Shamokin Manufacturing produces two products, Big and Bigger. Shamokin expects to sell 10,000 units of product Bigger and to have an inventory of 2,000 units of Bigger on hand at the end of the period. Currently, Shamokin has 800 units of Bigger on hand. Bigger requires two labor operations, molding and polishing. Each unit of Bigger requires one hour of molding and two hours of polishing. The direct labor rate for molding is $20 per molding hour and the direct labor rate for polishing is $25 per polishing hour. The expected number of hours of direct labor for Bigger is:
A)

8,800 hours of molding; 17,600 hours of polishing
B)

11,200 hours of molding; 22,400 hours of polishing
C)

17,600 hours of molding; 8,800 hours of polishing
D)

22,400 hours of molding; 11,200 hours of polishing

141)

St. Claire Manufacturing expects to produce and sell 6,000 units of Big, its only product, for $20 each. Direct material cost is $2 per unit, direct labor cost is $8 per unit, and variable manufacturing overhead is $3 per unit. Fixed manufacturing overhead is $24,000 in total. Variable selling and administrative expenses are $1 per unit, and fixed selling and administrative costs are $3,000 in total. According to generally accepted accounting principles, inventoriable cost per unit of Big would be:
A)

$13.00 per unit
B)

$14.00 per unit
C)

$17.00 per unit
D)

$18.50 per unit

142)

Financial planning models:
A)

are not used in the budgeting process
B)

are not useful for sensitivity analysis
C)

are mathematical representations of the relationships affecting the budget process
D)

are used for nonfinancial aspects of budgeting

143)

Financial planning software packages assist management with:
A)

assigning responsibility to various levels of management
B)

identifying the target customer
C)

sensitivity analysis in their planning and budgeting activities
D)

achieving greater commitment from lower management

144)

________ uses a “what-if” technique that examines how results will change if the originally predicted data changes.
A)

A sales forecast
B)

A sensitivity analysis
C)

A pro forma financial statement
D)

The statement of cash flows

145)

When performing a sensitivity analysis, if the selling price per unit is increased, then the:
A)

per unit fixed administrative costs will increase
B)

per unit direct materials purchase price will increase
C)

total volume of sales will increase
D)

total costs for sales commissions and other nonmanufacturing variable costs will increase

146)

Sensitivity analysis is useful for examining all of the following EXCEPT:
A)

changes in employee satisfaction
B)

changes in direct material cost
C)

changes in sales price
D)

changes in direct labor cost

Answer the following questions using the information below:

Ossmann Enterprises reports year-end information from 20X4 as follows:

Sales (80,000 units) $480,000
Cost of goods sold 320,000

Gross margin 160,000
Operating expenses 130,000

Operating income $ 30,000

Ossmann is developing the 20X5 budget.
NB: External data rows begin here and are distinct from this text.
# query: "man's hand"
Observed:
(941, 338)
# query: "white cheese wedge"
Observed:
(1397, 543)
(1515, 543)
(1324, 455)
In 20X5 the company would like to increase selling prices by 8%, and as a result expects a decrease in sales volume of 10%. All other operating expenses are expected to remain constant. Assume that COGS is a variable cost and that operating expenses are a fixed cost.

147)

What is budgeted sales for 20X5?
A)

$518,400
B)

$533,333
C)

$466,560
D)

$432,000

148)

What is budgeted cost of goods sold for 20X5?
A)

$311,040
B)

$288,000
C)

$345,600
D)

$320,000

149)

Should Ossmann increase the selling price in 20X5?
A)

Yes, because operating income is increased for 20X5.
B)

Yes, because sales revenue is increased for 20X5.
C)

No, because sales volume decreases for 20X5.
D)

No, because gross margin decreases for 20X5.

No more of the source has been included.